US 12,229,669 B2
Techniques for improving standardized data accuracy
Shuai Wang, Milburn, NJ (US); Peide Zhong, Milpitas, CA (US); Ji Yan, Dublin, CA (US); Feng Guo, Los Gatos, CA (US); Dan Shacham, Sunnyvale, CA (US); and Fei Chen, Saratoga, CA (US)
Assigned to Microsoft Technology Licensing, LLC, Redmond, WA (US)
Filed by Microsoft Technology Licensing, LLC, Redmond, WA (US)
Filed on Jun. 7, 2021, as Appl. No. 17/340,607.
Prior Publication US 2022/0391690 A1, Dec. 8, 2022
Int. Cl. G06N 3/08 (2023.01); G06F 16/334 (2025.01); G06F 18/2113 (2023.01); G06F 18/214 (2023.01); G06F 18/2413 (2023.01); G06N 3/04 (2023.01); G06Q 10/1053 (2023.01)

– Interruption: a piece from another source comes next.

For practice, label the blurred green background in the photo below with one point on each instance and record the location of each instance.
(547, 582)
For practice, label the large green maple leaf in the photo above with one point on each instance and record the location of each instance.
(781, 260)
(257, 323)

CPC G06N 3/08 (2013.01) [G06F 16/3347 (2019.01); G06F 18/2113 (2023.01); G06F 18/214 (2023.01); G06F 18/24147 (2023.01); G06N 3/04 (2013.01); G06Q 10/1053 (2013.01)] 14 Claims
OG exemplary drawing
 
1. A computer-implemented method, comprising:
training a multilayer perceptron neural network using training data, wherein an instance of training data in the set of training data includes a first vector representation of a job title in a multilingual word embedding space and a second vector representation of an entity in an entity embedding space, wherein the job title corresponding with the first vector representation is a job title that corresponds with a job title associated with the entity represented by the second vector representation in the entity embedding space;
providing as input to an input layer of the multilayer perceptron neural network a vector representation of a job title of an online job posting, the vector representation of the job title of the online job posting derived by mapping one or more words identified in raw text of the job title to one or more pre-trained multilingual word embeddings in the multilingual word embedding space, wherein a pre-trained multilingual word embedding comprises a vector representation of the job title expressed in multiple languages;
with the multilayer perceptron neural network, processing the input to translate the vector representation of the job title of the online job posting in the multilingual word embedding space to a vector representation of the job title of the online job posting in the entity embedding space associated with a multilingual title taxonomy;
performing a nearest neighbor search to identify one or more vector representations corresponding with one or more entity embeddings in the entity embedding space, each of the one or more entity embeddings associated with a job title from the multilingual title taxonomy; and
storing with the online job posting at least one of the one or more vector representations corresponding with the entity embedding in the entity embedding space.